El suelo estaba helado. Un escalofrío le recorrió desde la punta de los dedos de sus pies hasta la nuca. Apretó los ojos con fiereza y bostezó. Un nuevo día le levantaba la ceja sarcásticamente. Se levantó de golpe, dejando las líneas de sus curvas grabadas en las sábanas. Se puso la bata, y con los típicos andares adormilados se encaminó hacia la cafetera. El sonido de la espuma saliendo de la máquina no contribuía a su despertar. De hecho, nada a esas horas contribuía a su despertar. Odiaba las mañanas tanto como se odia a los lunes.
Los ojos entrecerrados revolotearon por el pequeño estudio; era un caos. Ropa por allí, libros por allá. Como bien dice mucha gente, su piso reflejaba su personalidad. Era un cubículo cochambroso con un peculiar orden aparente. No podía pedir más espacio con el sueldo que cobraba, peró a ella le estaba bien. Los sitios grandes son más fríos, pensaba. Las paredes estaban empapeladas con esbozos, carteles de películas y fotografías, todo ello abrigado con una fina capa de polvo.
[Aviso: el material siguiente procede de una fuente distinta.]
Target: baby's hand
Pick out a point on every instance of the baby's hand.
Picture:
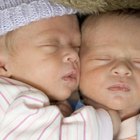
(65, 108)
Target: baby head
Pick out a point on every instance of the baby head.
(110, 60)
(39, 46)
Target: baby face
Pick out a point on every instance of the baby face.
(110, 62)
(46, 56)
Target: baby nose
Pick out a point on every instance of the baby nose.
(71, 56)
(121, 69)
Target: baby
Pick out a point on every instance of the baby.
(39, 65)
(110, 65)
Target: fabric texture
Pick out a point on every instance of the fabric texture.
(95, 6)
(17, 13)
(128, 129)
(26, 114)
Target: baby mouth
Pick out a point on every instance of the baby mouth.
(119, 87)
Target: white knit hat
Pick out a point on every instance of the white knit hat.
(17, 13)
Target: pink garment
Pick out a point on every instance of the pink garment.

Del techo colgaba una extraña lámpara rococó que venía implícita con el piso, y que a saber cuanto tiempo llevaba por allí. Un biombo separaba su cama del resto del estudio. Este era su refugio, su cueva.
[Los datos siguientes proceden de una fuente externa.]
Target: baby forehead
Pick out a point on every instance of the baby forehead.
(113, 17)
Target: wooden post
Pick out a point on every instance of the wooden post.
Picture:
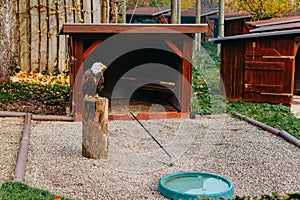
(95, 132)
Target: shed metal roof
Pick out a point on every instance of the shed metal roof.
(233, 16)
(257, 35)
(276, 27)
(274, 21)
(191, 12)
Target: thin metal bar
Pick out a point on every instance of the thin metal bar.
(152, 137)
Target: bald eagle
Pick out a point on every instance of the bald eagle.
(93, 80)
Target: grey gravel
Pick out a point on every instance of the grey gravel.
(10, 135)
(255, 161)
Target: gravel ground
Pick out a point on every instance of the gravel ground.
(255, 161)
(10, 135)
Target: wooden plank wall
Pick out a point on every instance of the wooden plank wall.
(37, 42)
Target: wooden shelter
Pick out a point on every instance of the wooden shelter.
(124, 48)
(263, 65)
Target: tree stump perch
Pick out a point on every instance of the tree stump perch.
(94, 128)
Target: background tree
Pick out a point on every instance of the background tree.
(263, 9)
(5, 39)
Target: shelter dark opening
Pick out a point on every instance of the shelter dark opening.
(142, 78)
(116, 41)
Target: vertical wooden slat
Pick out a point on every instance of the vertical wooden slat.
(52, 36)
(62, 50)
(78, 71)
(78, 13)
(186, 82)
(69, 10)
(43, 35)
(15, 32)
(34, 32)
(24, 44)
(96, 11)
(87, 8)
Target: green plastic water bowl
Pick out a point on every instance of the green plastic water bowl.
(195, 185)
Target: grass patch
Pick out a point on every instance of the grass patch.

Cuando subió a su coche suspiró -por décima vez esa mañana- y arrancó el vehículo. Agradecía que sus padres le hubiesen cedido el Audi, empezaba a hartarse del transporte público. Sobretodo porqué últimamente nunca encontraba asiento y era tan torpe que tambaleaba peligrosamente si tenía que quedarse de pie en el bus. Le relajaba el sonido constante de las ruedas acariciando el asfalto de las calles de Girona.
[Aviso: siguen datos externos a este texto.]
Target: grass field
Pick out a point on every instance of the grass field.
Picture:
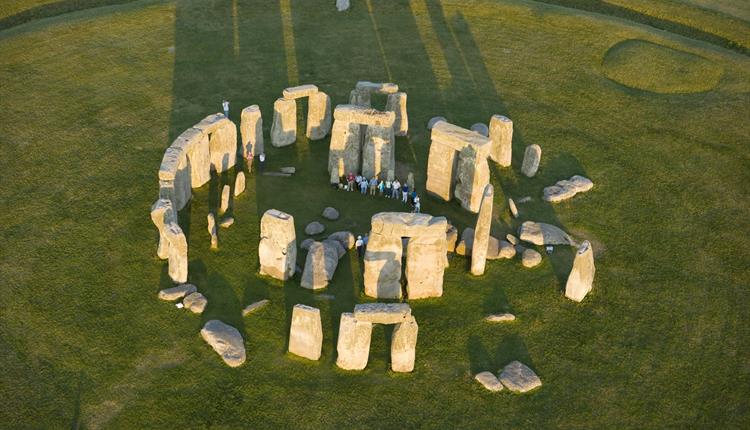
(91, 99)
La ciudad por la mañana era una delícia. Probablemente lo único bueno de las mañanas, opinaba ella. Veía a los carteros con sus motos, las pastelerías recién abiertas y los jardineros regando las hermosas flores. Parecía el inicio de una película. Y es que ella muchas veces se sentía dentro de una película prolongada. Observaba su vida con perspectiva cual espectador. “Tonterías”, decían los demás. “Hay que sentir el momento al cien por cien.” Pero ella lo sentía por completo así, viéndolo. Veía los sucesos como aventuras, la desgracias como lecciones. Veía las alegrías como grandes fuegos artificiales en su interior. Así lo veía, así lo sentía.
Concluyó sus cavilaciones al aparcar el coche. Entró en la facultad con unas ganas inexisentes de acabar su tesis de fin de grado. Se dió un pequeño empujón anímico pensando que pronto llegaría el verano. El verano de sus veintidós años. Le esperaban viajes, gente nueva, cultura. Cada vez que llegaba el verano se preguntaba qué peripecias experimentaría durante esos tres meses. Le esperaban más aventuras para seguir disfrutando de su película personal.






En el instituto me mandaron hacer una redacción de como me veía dentro de 5 años, y bueno. Ojalá lo del Audi.